News reaches Mr Key’s waxy ears of the death of Pete Seeger (1919 – 2014), so it seems appropriate to repost this piece from five years ago.
I had a hammer. I hammered in the morning. I hammered in the evening all over this land. I hammered out danger. I hammered out a warning. I hammered out love between my brothers and my sisters all over this land. They should have seen that coming. As I said, before I hammered the love out of them, I hammered out a warning. It was hardly my fault if they thought I was just larking about. Personally, if I had seen one of my siblings roaring towards me at dusk, armed with a hammer, I’d have made a run for it, particularly when it was clear I had been hammering things all day all over this land.
Anyway, I had a good night’s sleep, and the next day I continued hammering. There was not much left to hammer in this land, so I crossed the border. I hammered the fence and the border guards, and then I had a happy day hammering everything that lay in my path in this new country. Bang bang bang, that was me, with the occasional dull thump if I hammered something soft and squishy. I didn’t discriminate. If I saw it, I hammered it, it really was as simple as that.
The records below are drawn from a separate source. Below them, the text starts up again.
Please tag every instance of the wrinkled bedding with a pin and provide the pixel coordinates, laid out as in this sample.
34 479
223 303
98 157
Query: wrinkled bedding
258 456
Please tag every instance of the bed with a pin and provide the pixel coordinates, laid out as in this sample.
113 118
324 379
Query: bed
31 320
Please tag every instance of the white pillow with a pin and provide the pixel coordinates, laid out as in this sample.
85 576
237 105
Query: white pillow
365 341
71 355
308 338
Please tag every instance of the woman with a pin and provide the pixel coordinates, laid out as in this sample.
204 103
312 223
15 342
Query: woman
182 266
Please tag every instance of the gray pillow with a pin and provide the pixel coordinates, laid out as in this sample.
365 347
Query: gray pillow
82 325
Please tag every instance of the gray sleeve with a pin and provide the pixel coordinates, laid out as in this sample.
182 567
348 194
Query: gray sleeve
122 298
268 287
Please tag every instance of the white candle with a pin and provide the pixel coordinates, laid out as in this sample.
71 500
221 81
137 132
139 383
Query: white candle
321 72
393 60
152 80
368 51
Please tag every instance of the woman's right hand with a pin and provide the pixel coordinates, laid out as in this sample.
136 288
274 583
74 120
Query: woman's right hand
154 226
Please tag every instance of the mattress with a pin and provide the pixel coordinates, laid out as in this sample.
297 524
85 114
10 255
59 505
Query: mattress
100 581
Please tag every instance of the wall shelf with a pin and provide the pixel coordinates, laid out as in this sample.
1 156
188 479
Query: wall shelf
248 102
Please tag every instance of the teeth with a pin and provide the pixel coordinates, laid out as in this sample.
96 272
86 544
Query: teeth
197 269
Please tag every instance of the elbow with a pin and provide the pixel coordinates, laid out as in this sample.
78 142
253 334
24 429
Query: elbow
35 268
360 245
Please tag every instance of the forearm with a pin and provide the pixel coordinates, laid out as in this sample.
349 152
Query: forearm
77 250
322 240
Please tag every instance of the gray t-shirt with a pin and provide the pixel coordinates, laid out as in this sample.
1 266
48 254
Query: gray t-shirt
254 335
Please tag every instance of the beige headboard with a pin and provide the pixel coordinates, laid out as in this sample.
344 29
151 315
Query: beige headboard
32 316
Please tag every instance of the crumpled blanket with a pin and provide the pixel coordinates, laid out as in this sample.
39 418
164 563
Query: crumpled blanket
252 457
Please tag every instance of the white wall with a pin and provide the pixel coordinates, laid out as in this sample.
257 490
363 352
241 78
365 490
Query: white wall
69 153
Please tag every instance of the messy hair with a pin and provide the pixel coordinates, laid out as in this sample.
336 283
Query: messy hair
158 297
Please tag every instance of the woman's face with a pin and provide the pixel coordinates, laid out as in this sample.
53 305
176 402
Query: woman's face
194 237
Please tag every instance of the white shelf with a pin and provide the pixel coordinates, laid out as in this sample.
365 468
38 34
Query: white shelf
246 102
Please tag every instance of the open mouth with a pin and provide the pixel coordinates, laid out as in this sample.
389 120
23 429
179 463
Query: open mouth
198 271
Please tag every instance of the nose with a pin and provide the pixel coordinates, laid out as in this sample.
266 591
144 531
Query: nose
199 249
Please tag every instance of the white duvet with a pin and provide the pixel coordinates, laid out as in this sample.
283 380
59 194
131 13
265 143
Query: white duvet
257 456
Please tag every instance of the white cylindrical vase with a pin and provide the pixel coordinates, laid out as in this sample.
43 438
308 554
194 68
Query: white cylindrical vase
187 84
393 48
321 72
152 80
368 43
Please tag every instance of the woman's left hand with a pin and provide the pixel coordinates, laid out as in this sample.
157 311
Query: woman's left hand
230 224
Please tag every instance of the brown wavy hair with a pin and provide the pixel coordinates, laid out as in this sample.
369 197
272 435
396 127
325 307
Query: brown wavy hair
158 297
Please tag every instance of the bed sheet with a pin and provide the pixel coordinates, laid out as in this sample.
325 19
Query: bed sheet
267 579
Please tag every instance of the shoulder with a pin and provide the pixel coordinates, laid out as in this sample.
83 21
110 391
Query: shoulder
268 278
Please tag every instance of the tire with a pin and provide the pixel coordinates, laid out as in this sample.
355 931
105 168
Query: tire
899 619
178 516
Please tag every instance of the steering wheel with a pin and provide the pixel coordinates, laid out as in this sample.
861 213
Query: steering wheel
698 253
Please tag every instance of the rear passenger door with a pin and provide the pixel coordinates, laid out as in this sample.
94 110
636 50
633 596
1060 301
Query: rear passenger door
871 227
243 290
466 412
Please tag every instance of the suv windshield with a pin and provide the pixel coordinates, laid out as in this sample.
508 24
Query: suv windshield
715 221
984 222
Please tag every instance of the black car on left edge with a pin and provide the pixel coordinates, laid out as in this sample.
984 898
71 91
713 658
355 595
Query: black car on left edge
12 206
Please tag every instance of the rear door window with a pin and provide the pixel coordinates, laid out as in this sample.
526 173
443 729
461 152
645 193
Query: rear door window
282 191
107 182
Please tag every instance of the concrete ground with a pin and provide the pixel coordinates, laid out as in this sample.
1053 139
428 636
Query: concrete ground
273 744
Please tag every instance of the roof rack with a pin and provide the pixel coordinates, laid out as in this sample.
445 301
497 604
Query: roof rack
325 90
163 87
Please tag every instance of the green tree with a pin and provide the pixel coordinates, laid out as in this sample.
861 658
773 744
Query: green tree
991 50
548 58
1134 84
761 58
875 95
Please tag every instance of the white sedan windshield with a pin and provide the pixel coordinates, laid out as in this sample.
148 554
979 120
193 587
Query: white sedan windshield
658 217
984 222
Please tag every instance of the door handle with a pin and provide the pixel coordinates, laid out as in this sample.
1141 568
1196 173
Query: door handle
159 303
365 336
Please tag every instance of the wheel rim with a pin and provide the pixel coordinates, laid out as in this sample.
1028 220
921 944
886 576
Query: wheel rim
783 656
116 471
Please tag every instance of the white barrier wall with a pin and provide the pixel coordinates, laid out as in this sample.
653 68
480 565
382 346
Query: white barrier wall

But then I was fortunate to have such a good hammer. When my hammering was still in the planning stages, it was suggested to me that I should obtain a silver hammer from Maxwell’s. “Pshaw!” I said. I actually said “Pshaw!”, like a character in a bad play from the interwar years. But I was right to do so. Maxwell’s silver hammer was fashionable enough, in its time, but the kind of hammering I intended to do required something sturdier, a real thumper. So I got my hammer from Hubermann’s. I was so pleased with it that I hammered my way out of the shop, and didn’t stop hammering until I got home.
It was the following day that I started to hammer all over this land. Then, the day after that, I hammered my way half way across the neighbouring land. It was much bigger, and much more densely packed with people and things, so I had a lot more hammering to do than in my own land. But eventually I got to the frontier, having hammered pretty much everything in sight. As I nestled down for the night in a border chalet, I inspected my hammer, and was pleased to see that it was almost as good as new. There were a couple of scuff-marks, and quite a lot of blood, but otherwise it looked as if it would serve me well for as long as I continued hammering, all over as many lands as I descended upon, like an angel of death, with my hammer.